The thing to really note here is that using VMs requires that both the host and the guest have full operating systems. When we’re using containers, the container largely and often pulls from the operating system of the host. The overhead in a lot of ways is less. Much like Virtual Machines, there are a ton of infrastructure things around them for managing network and storage and all the other required components.
While logging into a container feels much the same as logging into a VM, there are definitely some differences, particularly if you’re really doing things the container way. For example, in a VM I wouldn’t think twice about adding a user I needed using typical Linux
useradd commands. In a container, I know that the right way to add a user is to change the container definition to include the user and then build/deploy the container. In general, you are not making changes to the container, you’re changing the container definition and then (re-)deploying it.
This should bring up pointed questions from any DBA like “What about my data?”. When running a database in a container, we still have to have stateful data and still use SQL, DDL, and RDBMS-specific commands to work with the data and structures. A stateful set and stateful storage are used to accomplish this.

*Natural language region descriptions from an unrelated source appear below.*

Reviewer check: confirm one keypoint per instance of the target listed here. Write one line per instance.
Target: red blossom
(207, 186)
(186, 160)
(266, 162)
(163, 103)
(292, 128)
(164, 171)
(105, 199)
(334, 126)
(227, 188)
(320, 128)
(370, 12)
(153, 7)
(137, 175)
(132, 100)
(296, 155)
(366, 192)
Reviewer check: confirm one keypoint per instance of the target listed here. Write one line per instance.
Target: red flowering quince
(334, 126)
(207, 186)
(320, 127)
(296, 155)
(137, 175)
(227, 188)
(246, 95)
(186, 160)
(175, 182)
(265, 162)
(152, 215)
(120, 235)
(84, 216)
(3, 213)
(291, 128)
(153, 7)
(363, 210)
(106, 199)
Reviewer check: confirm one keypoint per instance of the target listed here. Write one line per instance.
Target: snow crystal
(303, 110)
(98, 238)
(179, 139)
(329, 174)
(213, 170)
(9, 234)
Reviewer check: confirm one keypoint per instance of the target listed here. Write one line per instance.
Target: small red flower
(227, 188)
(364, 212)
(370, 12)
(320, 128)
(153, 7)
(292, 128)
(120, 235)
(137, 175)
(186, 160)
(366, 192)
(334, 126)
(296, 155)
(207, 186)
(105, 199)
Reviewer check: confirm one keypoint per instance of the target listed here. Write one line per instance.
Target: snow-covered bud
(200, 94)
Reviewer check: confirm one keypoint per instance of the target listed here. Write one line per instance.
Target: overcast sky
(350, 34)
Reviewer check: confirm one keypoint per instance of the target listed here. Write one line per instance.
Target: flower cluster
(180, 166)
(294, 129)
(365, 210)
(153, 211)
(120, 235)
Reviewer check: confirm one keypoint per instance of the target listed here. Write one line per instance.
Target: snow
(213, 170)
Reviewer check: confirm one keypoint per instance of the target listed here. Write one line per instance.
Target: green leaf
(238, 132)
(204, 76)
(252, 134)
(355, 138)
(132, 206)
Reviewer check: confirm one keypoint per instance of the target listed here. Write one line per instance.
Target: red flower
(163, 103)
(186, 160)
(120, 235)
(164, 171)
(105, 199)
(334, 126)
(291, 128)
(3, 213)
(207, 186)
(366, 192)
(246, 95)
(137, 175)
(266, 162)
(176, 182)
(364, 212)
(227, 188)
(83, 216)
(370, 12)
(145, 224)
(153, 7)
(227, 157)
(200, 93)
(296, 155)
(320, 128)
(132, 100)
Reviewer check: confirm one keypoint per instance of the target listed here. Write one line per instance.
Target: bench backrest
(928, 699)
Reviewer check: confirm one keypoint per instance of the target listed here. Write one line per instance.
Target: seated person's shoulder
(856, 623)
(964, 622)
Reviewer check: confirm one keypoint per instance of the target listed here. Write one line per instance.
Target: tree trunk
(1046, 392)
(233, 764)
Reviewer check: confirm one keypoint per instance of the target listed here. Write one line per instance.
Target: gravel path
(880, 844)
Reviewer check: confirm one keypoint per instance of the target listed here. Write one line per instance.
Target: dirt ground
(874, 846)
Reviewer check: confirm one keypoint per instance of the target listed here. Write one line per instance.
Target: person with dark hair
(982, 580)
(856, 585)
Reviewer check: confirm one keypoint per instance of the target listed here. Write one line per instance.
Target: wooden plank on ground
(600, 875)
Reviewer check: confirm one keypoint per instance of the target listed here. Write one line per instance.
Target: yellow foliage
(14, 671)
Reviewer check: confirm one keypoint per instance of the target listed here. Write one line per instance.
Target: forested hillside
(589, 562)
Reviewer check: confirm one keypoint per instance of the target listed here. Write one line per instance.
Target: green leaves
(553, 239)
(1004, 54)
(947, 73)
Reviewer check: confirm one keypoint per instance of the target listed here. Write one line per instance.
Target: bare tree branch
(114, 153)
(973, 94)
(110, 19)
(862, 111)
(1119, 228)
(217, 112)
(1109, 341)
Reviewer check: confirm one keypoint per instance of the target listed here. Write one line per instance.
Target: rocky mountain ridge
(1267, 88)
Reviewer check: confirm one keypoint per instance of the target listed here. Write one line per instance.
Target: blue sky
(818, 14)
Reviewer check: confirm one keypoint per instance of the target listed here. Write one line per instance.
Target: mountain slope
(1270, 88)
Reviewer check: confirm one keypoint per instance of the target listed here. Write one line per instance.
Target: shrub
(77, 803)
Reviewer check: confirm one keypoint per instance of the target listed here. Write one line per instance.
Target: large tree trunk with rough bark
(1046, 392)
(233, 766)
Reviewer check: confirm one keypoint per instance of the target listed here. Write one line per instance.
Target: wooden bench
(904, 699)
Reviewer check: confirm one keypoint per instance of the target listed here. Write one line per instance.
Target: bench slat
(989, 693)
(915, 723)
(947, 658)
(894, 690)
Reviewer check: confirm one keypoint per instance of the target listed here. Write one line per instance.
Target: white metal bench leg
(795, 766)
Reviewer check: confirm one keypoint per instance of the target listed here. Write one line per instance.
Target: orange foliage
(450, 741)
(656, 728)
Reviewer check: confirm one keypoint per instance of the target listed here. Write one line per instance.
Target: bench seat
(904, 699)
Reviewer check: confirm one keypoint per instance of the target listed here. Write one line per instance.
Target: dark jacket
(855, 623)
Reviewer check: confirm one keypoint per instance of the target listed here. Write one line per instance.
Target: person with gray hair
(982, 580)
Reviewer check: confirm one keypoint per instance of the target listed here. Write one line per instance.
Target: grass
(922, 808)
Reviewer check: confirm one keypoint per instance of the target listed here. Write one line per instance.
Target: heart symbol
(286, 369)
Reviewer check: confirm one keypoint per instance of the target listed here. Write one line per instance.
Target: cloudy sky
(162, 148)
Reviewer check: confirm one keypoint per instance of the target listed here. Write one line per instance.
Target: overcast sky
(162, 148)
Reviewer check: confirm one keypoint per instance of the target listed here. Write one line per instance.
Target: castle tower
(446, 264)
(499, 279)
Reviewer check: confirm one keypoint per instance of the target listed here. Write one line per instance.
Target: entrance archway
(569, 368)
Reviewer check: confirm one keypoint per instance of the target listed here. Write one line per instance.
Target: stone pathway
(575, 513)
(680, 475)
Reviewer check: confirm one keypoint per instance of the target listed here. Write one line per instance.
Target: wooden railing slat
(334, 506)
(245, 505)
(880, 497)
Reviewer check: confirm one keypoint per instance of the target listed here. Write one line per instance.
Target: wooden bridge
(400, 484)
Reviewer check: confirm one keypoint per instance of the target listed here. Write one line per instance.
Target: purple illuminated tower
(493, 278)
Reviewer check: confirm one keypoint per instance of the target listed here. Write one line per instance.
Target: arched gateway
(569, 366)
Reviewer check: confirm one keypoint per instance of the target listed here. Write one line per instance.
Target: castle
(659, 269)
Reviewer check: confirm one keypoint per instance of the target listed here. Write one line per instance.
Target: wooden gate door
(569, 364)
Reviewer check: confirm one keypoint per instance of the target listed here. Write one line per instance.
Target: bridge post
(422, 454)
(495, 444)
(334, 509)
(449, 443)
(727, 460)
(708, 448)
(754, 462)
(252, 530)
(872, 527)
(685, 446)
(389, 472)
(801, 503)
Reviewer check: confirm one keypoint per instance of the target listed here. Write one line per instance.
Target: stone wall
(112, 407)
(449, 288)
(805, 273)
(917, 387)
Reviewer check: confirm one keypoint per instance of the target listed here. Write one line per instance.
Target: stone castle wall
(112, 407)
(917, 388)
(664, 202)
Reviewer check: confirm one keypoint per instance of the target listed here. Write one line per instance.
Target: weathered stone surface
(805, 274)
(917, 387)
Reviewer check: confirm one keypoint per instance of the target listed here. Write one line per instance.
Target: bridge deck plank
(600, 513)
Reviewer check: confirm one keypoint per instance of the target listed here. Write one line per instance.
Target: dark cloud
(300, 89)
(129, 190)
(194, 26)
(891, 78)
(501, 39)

Notice that so far, I haven’t once said “Docker”. Docker is the container runtime software most use to work with containers. It is the software I use to work with containers. Recently when Kubernetes announced that they would stop supporting docker as a container runtime, I was shocked when the talented technicians I work with were not the least bit bothered, and didn’t really think it would be a problem for our environments. Other container runtimes are perfectly valid to use. I don’t pretend to have the expertise to discuss other options.
Images are what you start with for containers. You get an image from a public or private repository, or you build an image yourself. When you pull an image from a repository, it is placed in a local repository of images, and that image may be used by many containers. An image consists of layers that are defined by a Dockerfile. These layers are read-only. Basically every file that you need to have a running “server” is included in these read-only layers. There is also a manifest that defines the layers.
How, then, do you get a running server from a bunch of read-only files? The answer is that each container, when run is largely a thin write-layer so that the running of the container can occur. Any changes to a container are never written to the image itself.
Images are pulled from Docker repositories. The default that Docker assumes is Docker Hub. You can also push your own images to Docker Hub, but unless you pay Docker Hub, they are then publicly available. Docker has recently implemented rate limiting, meaning that if you’re frequently pulling images in an enterprise context, you probably want to have an enterprise repository to avoid errors when you exceed your rate limit.
To build a new image, you use a Dockerfile to determine what you want to happen. You generally pull from another image – whether that’s a base OS one like centos8, or an image that includes more. Go with something that has the bare minimum of what you need. One of the precepts of containers is to only have what you need in a container – optimally only a single app and what it needs to run. Size matters for docker containers – the smaller, the better!
Once you’ve defined your starting point, your docker file defines additional steps to take to make the container what you want it to be. As you’re doing this, you want to balance the opportunity to reuse layers (do you have many containers that need the same set of actions?) and reducing the number of layers by grouping commands on the same line, and issuing as few commands as possible.
Understanding some of these basics of containers is useful in a DBA’s career. We have more and more demands to containerize databases and to assist developers with their containerized environments. Even if the only way you use containers is for your own sandbox environments, they’re still ridiculously easy to use.